Jonathan Long, Evan Shelhamer, Trevor Darrell. [Fully Convolutional Networks for Semantic Segmentation](www.cv-foundation.org/openaccess/content_cvpr_2015/papers/Long_Fully_Convolutional_Networks_2015_CVPR_paper.pdf
). CVPR 2015


FCN is composed of a ConvNet from which final classifier layer has been removed and all fully connected layers have been converted to convolutions. We append a 1x1 convolution with channel dimension 21 to predict scores for each of the PASCAL classes (including background) at each of the coarse output locations, followed by a deconvolution layer to bilinearly upsample the coarse outputs to pixel-dense outputs.

FCN combines layers of the feature hierarchy and refines the spatial precision of the output. While fully convolutionalized classifiers can be fine-tuned to segmentation, and even score highly on the standard metric, their output is dissatisfyingly coarse. The 32 pixel stride at the final prediction layer limits the scale of detail in the upsampled output.
This issue is addressed by adding skips that combine the final prediction layer with lower layers with finer strides. As they see fewer pixels, the finer scale predictions should need fewer layers, so it makes sense to make them from shallower net outputs. Combining fine layers and coarse layers lets the model make local predictions that respect global structure.
We first divide the output stride in half by predicting from a 16 pixel stride layer. We add a 1x1 convolution layer on top of pool4 to produce additional class predictions. We fuse this output with the predictions computed on top of conv7 (convolutionalized fc7) at stride 32 by adding a 2x upsampling layer and summing both predictions. Finally, the stride 16 predictions are upsampled back to the image.

We call this net FCN-16s.

Remark :
The original paper mention that FCN-8s (slightly more complex architecture) does not provide much improvement so we stopped at FCN-16s

Note: the code is adapted from [this notebook](https://github.com/mzaradzki/neuralnets/blob/master/vgg_segmentation_keras/fcn16s_segmentation_keras2.ipynb).

In [None]:
import sys
sys.path.insert(0,'util/fcn/')
from util.fcn.fcn import fcn32_blank, fcn_32s_to_16s, prediction

In [None]:
image_size = 64*8 # INFO: initially tested with 256, 448, 512

In [None]:
fcn32model = fcn32_blank(image_size)
fcn16model = fcn_32s_to_16s(fcn32model)
fcn16model.summary() # visual inspection of model architecture


Let's now load the pretrained weights to the model we created. The model was trained with matconvnet, so we need to load the `.mat` file and decode the weights so that our keras model can understand them

In [None]:
from scipy.io import loadmat
data = loadmat('data/models/pascal-fcn16s-dag.mat', matlab_compatible=False, struct_as_record=False)
l = data['layers']
p = data['params']
description = data['meta'][0,0].classes[0,0].description

We can see that the `.mat` file stores information of the layers, the parameters (pooling layers not included here) and the output categories of the network.

In [None]:
l.shape, p.shape, description.shape

In [None]:
class2index = {}
for i, clname in enumerate(description[0,:]):
    class2index[str(clname[0])] = i
    
print(sorted(class2index.keys()))

In [None]:
for i in range(0, p.shape[1]-1, 2):
    print(i,
          str(p[0,i].name[0]), p[0,i].value.shape,
          str(p[0,i+1].name[0]), p[0,i+1].value.shape)

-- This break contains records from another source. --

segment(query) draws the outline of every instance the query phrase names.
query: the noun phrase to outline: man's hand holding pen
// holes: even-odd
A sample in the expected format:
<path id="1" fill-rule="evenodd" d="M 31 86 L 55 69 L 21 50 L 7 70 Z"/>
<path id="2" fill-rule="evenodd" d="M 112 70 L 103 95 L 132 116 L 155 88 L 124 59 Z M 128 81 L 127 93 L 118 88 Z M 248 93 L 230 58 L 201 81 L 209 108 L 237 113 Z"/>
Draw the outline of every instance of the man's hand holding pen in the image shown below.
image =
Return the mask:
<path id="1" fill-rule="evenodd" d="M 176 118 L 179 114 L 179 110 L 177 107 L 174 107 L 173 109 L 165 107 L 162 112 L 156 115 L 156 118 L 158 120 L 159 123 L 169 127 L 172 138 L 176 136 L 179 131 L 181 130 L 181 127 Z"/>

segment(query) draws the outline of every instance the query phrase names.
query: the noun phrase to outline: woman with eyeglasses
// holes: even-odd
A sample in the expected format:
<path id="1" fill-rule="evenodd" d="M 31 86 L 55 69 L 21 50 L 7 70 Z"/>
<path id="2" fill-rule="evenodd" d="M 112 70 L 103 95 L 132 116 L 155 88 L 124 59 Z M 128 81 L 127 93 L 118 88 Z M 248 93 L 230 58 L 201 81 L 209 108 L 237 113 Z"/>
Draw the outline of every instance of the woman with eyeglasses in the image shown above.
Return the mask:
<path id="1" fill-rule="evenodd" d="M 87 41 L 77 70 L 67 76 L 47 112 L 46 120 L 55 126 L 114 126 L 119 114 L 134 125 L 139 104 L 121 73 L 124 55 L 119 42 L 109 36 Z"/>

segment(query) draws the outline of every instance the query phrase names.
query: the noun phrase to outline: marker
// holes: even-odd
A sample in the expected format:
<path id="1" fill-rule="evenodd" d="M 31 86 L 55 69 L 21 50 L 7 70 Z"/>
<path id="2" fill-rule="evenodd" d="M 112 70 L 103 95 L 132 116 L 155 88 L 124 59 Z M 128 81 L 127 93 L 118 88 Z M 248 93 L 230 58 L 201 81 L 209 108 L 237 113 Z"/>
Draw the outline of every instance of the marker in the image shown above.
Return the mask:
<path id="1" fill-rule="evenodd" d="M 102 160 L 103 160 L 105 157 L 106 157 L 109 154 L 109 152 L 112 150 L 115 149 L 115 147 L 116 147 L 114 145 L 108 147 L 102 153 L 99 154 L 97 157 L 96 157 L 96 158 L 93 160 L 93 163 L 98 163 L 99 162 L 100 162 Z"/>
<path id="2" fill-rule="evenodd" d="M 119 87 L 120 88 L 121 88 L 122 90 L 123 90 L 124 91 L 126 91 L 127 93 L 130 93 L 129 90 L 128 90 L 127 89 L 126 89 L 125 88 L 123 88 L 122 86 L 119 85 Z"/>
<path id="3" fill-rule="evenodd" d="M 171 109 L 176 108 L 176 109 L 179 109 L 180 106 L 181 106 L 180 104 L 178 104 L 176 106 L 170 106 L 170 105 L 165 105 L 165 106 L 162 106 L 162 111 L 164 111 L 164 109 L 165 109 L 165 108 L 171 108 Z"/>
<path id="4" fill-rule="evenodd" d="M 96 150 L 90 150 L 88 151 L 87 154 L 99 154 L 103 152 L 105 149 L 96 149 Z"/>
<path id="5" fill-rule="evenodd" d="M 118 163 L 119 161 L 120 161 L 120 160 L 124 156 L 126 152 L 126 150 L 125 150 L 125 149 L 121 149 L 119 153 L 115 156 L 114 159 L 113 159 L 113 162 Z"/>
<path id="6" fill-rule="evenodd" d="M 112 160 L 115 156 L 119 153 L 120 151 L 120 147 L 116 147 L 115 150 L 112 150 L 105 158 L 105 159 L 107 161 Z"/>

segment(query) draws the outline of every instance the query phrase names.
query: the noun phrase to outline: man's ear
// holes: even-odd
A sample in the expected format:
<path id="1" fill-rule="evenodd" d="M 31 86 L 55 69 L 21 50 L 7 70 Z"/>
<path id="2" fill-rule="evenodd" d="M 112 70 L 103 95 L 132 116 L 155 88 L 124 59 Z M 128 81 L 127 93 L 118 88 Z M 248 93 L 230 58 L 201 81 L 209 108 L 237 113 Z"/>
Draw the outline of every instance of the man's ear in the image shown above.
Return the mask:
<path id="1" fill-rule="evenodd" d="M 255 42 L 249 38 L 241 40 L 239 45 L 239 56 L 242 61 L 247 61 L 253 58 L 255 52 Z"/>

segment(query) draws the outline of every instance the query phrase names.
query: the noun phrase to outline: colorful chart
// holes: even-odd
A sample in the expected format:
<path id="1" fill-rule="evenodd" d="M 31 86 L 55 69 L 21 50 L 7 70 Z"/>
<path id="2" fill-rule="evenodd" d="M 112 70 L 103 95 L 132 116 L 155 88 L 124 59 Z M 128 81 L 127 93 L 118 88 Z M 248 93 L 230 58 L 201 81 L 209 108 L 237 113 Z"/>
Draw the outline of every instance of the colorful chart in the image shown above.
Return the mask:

Here is the function that we will use to copy the weights from the `.mat` file to the keras model. We basically will check that the layer names & layer shapes match, and will set the weights and biases with `model.layers[idx].set_weights`

In [None]:
def copy_mat_to_keras(kmodel):
    
    kerasnames = [lr.name for lr in kmodel.layers]

    prmt = (0, 1, 2, 3) # WARNING : important setting as 2 of the 4 axis have same size dimension
    
    for i in range(0, p.shape[1]-1, 2):
        matname = '_'.join(p[0,i].name[0].split('_')[0:-1])
        if matname in kerasnames:
            kindex = kerasnames.index(matname)
            print('found : ', (str(matname), kindex))
            l_weights = p[0,i].value
            l_bias = p[0,i+1].value
            f_l_weights = l_weights.transpose(prmt)
            if False: # WARNING : this depends on "image_data_format":"channels_last" in keras.json file
                f_l_weights = np.flip(f_l_weights, 0)
                f_l_weights = np.flip(f_l_weights, 1)
            print(f_l_weights.shape, kmodel.layers[kindex].get_weights()[0].shape)
            assert (f_l_weights.shape == kmodel.layers[kindex].get_weights()[0].shape)
            assert (l_bias.shape[1] == 1)
            assert (l_bias[:,0].shape == kmodel.layers[kindex].get_weights()[1].shape)
            assert (len(kmodel.layers[kindex].get_weights()) == 2)
            kmodel.layers[kindex].set_weights([f_l_weights, l_bias[:,0]])
        else:
            print('not found : ', str(matname))

In [None]:
copy_mat_to_keras(fcn16model)

We are now ready to forward an image through the network and get some predictions

In [None]:
from PIL import Image

im = Image.open('data/images/bus_creative_commons.jpg')
im = im.resize((image_size,image_size))

In [None]:
plt.imshow(np.asarray(im))
print(np.asarray(im).shape)

In [None]:
preds = prediction(fcn16model, im, transform=False)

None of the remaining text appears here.